Oui, j’ai rencontré des difficultés spécifiques liées au fait d’être une femme sociologue travaillant sur des terrains sensibles en Turquie. Dans un contexte autoritaire marqué par une forte domination masculine, mener des recherches sur le mouvement kurde, sur la communauté trans ou sur la place de la masculinité hégémonique dans la construction de la violence politique, m’a exposée à des formes particulières de violence. Lors de mon arrestation et de ma détention, ma condition de femme a constitué un vecteur supplémentaire de vulnérabilité. Les menaces et insultes sexistes venant de l’extrême droite turque accompagnent l’ensemble de mon parcours, visant mon intégrité en tant que femme. Cette situation m’a cependant permis d’expérimenter la force venant de la solidarité, qui ne s’est jamais affaiblie. Elle a nourri ma conviction que la recherche ne se fait jamais seule, mais s’inscrit dans des réseaux de soutien et d’entraide qui constituent une ressource fondamentale face à la répression.
- Quelle est la situation au plan de l’égalité F‑H dans votre domaine ? Quelles sont vos suggestions pour que la situation puisse s’améliorer plus rapidement ?
Dans le champ de l’enseignement supérieur et de la recherche, l’égalité femmes-hommes a progressé, notamment en matière d’accès aux carrières académiques. Toutefois, des inégalités structurelles persistent : sous-représentation des femmes aux postes les plus élevés, écarts de reconnaissance et de financement, surcharge de travail administratif et pédagogique, ainsi qu’une exposition accrue aux violences sexistes et sexuelles.
Il est nécessaire de renforcer les politiques de prévention et de prise en charge des violences, de reconnaître et valoriser institutionnellement le travail de care académique (encadrement, mentorat, soutien), souvent invisibilisé, d’instaurer des mécanismes de transparence dans les recrutements et promotions, et de créer des espaces de solidarité et de soutien collectif entre enseignantes, chercheuses et étudiantes.
- Quel message pouvez-vous donner aux jeunes filles pour les encourager à s’engager dans un parcours comme le vôtre ?
Aux jeunes femmes, je dirai que la recherche n’est pas seulement une carrière : c’est aussi un espace de liberté, de résistance et de solidarité.
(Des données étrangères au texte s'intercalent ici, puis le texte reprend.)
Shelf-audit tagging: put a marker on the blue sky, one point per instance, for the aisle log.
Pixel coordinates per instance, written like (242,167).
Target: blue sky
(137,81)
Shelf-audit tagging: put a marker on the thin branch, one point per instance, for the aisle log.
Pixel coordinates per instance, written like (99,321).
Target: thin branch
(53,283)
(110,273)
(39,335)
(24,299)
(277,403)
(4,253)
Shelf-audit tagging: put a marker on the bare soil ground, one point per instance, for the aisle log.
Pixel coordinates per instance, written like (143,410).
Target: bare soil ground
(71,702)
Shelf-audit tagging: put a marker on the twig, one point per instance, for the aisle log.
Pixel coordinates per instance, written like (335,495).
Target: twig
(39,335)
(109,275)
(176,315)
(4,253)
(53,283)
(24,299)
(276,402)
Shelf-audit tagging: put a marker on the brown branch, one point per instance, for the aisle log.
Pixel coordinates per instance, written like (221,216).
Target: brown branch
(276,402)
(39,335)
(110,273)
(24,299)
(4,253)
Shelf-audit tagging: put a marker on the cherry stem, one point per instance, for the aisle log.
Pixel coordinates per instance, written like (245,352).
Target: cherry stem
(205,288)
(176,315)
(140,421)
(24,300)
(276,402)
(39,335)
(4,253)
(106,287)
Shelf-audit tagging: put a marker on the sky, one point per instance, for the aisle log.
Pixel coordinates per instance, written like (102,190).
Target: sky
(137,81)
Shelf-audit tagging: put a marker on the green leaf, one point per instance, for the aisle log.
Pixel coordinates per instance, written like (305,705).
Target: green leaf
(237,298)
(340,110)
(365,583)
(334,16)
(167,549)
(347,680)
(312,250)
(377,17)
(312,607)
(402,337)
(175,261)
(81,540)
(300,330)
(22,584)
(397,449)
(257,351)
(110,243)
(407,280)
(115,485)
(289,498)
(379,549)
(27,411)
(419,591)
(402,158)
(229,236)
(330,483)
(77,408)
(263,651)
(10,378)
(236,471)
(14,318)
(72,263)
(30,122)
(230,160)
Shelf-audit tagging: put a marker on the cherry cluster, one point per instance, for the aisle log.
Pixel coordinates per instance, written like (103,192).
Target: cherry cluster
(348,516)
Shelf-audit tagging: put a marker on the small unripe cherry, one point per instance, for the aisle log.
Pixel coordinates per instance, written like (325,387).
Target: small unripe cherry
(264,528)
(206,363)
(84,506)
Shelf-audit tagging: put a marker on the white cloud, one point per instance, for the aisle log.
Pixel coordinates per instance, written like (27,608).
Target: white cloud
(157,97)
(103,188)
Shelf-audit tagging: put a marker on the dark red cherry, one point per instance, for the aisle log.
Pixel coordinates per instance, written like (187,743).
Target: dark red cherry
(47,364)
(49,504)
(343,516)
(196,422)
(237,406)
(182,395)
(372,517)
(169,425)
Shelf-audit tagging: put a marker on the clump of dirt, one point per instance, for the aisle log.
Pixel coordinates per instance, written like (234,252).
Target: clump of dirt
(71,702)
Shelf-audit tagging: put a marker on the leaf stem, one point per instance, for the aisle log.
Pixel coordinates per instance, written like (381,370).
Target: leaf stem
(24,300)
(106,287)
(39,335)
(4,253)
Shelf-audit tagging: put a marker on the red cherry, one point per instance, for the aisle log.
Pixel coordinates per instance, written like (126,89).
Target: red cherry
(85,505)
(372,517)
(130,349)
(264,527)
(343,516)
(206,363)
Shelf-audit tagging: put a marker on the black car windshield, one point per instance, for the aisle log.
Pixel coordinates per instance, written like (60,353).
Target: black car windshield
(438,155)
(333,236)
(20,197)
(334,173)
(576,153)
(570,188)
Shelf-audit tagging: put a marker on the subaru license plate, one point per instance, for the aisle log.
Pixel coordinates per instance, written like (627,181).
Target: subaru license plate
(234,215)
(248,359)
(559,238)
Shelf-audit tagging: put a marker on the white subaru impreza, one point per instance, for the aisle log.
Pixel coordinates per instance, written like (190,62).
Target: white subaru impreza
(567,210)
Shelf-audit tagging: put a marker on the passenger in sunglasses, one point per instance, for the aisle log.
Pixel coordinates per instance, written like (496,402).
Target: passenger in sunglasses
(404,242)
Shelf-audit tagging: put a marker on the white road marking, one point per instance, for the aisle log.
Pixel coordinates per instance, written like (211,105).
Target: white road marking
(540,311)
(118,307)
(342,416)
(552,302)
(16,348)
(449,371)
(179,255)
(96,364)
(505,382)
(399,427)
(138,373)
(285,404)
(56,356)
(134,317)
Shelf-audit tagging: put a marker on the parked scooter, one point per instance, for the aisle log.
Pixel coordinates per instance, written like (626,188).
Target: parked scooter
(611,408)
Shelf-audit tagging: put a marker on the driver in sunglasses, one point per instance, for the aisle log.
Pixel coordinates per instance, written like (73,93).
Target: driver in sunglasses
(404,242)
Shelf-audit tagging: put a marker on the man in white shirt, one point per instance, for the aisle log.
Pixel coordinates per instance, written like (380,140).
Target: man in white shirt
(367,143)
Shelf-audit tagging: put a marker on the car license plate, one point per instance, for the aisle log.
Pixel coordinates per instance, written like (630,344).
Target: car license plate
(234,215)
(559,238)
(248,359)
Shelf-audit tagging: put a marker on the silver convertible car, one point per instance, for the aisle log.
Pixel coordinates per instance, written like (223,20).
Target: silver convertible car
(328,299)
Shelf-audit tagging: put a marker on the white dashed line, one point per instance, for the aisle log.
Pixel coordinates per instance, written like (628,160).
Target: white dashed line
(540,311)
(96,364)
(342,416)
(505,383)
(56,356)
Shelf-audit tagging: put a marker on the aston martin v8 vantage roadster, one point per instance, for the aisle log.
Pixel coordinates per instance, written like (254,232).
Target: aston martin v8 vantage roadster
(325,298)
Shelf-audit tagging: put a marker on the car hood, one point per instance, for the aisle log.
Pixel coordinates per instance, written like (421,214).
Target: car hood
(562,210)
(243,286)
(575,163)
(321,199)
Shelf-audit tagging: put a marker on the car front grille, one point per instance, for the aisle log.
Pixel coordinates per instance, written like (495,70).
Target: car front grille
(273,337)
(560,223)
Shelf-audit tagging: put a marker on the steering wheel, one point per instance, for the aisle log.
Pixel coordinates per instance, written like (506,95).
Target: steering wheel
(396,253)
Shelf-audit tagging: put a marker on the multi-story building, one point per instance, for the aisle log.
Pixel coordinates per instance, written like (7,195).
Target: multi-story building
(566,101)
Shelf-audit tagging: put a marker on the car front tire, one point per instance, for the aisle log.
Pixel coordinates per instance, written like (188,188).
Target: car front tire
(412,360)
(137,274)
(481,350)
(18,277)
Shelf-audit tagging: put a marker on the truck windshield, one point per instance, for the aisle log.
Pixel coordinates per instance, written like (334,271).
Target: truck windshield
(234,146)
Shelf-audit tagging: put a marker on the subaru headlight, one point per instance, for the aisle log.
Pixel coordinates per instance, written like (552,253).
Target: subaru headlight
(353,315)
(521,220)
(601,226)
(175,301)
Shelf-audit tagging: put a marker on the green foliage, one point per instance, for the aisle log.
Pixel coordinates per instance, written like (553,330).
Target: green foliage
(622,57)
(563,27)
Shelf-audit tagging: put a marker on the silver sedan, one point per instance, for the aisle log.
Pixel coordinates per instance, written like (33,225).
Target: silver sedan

Nous n’avons qu’une seule vie, et elle mérite d’être vécue comme une poésie. Osez suivre vos questions, même lorsqu’elles vous mènent hors des chemins balisés. La routine tue, mais la recherche, l’expérience et la rencontre, malgré leurs difficultés, nous rendent vivantes. Osez suivre vos envies et vos questionnements, cherchez des alliances, cultivez la solidarité : vous vous sentirez vivantes.
[1] Behice Boran (1910 – 1987) fut une sociologue et une figure intellectuelle majeure en Turquie. Première femme turque à obtenir un doctorat en sociologie aux États-Unis, elle est connue pour ses recherches pionnières sur la structure sociale rurale de son pays, notamment dans son ouvrage Toplumsal Yapı Araştırmaları (Recherches sur la structure sociale) (1945).